The government has a plan to tackle racial inequality while building a more inclusive society. But some are questioning how some of the unforetold consequences of the Equality Act can be reigned in.
Equality Act
Launching the new strategy last March, Minister of State for Equalities Kemi Badenoch told the Daily Mail that the answer to ethnic minority disadvantage is “not to get civil servants to read books on white privilege or worry about statues in Oxford colleges.”Brought in under the former Labour Party PM Gordon Brown, the Equality Act came into force in 2010, with the purpose to protect individuals from discrimination and promote a fair and more equal society.
Badenoch’s report said the government will now aim to strengthen the Equality Act’s independent regulator, the Equality and Human Rights Commission (EHRC), with statutory powers to “defend the right to equality” and “to continue to protect those most vulnerable from discrimination.”
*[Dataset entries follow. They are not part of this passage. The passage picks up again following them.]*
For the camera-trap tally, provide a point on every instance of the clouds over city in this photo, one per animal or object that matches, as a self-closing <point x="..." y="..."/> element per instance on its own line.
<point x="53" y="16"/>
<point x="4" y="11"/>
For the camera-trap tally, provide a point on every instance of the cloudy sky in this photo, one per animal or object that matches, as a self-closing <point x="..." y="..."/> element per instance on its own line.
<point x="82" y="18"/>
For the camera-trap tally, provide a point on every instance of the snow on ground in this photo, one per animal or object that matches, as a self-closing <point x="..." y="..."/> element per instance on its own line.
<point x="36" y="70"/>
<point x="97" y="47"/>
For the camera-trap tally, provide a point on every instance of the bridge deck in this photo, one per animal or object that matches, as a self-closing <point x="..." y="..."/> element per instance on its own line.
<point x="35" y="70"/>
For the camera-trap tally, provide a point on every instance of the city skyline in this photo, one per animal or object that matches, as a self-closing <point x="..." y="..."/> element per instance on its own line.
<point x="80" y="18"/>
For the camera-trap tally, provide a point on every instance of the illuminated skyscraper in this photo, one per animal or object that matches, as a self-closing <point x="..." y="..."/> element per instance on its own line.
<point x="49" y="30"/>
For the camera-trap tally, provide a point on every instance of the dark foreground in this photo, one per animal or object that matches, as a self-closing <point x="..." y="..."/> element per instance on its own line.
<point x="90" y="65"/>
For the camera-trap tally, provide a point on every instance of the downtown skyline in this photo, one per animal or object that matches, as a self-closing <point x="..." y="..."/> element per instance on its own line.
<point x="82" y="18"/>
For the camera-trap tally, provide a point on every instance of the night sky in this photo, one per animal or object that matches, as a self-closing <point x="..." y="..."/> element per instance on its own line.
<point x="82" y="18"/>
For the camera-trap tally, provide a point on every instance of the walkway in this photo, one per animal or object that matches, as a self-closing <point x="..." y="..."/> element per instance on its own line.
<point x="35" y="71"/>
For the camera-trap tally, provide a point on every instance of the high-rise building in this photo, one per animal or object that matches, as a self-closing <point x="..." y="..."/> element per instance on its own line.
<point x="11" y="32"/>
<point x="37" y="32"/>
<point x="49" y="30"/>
The protected characteristics in the Equality Act are age, disability, gender reassignment, marriage or civil partnership (in employment only), pregnancy and maternity, race, religion or belief, sex, and sexual orientation.
‘Hierarchy of Inequality’
However, some have argued that protected characteristics create a hierarchy in which some types of offences against members of protected groups are deemed more offensive than others with none.A spokesperson for Don’t Divide Us, an organisation set up to counterbalance and take a stand against the UK’s “divisive obsession with people’s racial identity,” told The Epoch Times that the “biggest issue with the Equalities Act is that it creates a new hierarchy of inequality.”
Instead of revoking the Equality Act, the Conservatives should amend it, he said. For example, part 11 of the Act contains clause Section 149 which introduced a “public sector equality duty.”
“This obliged public bodies to “encourage persons who share a relevant protected characteristic to participate in public life or in any other activity in which participation by such persons is disproportionately low,” he wrote.
Cultural Forces and Pressures
Professor Frank Furedi, emeritus professor of Sociology at the University of Kent, told The Epoch Times that he believed there were “two obstacles to really changing the political landscape in relation” to the issues of the Equalities Act.The prolific author and Spiked columnist said that “the judiciary and various institutions that are involved in this are heavily invested in promoting the ideological underpinnings of diversity and what’s behind it.”
“Every time the Government tries to do something it finds that its decisions are in practice are thwarted by the people that are involved in managing this, also there are very strong cultural pressures that promote the Equalities Act and its various manifestations, therefore it cannot be contained simply by passing a law because that assumes that these cultural forces and pressures are somehow going to go away,” he said.
Furedi said that the key battle at the moment is “a war against the past and the attempt to detach society from its legacy and tradition.”
The author added that he thinks this will the frontier of which a “lot of battles will be fought in the next couple of years.”
“At the moment there are people who are aware of this around different parties but the mainstream of the parties is pretty bad on these issues or even when they recognize the problem don’t really understand the significance of what’s going on here,” he added.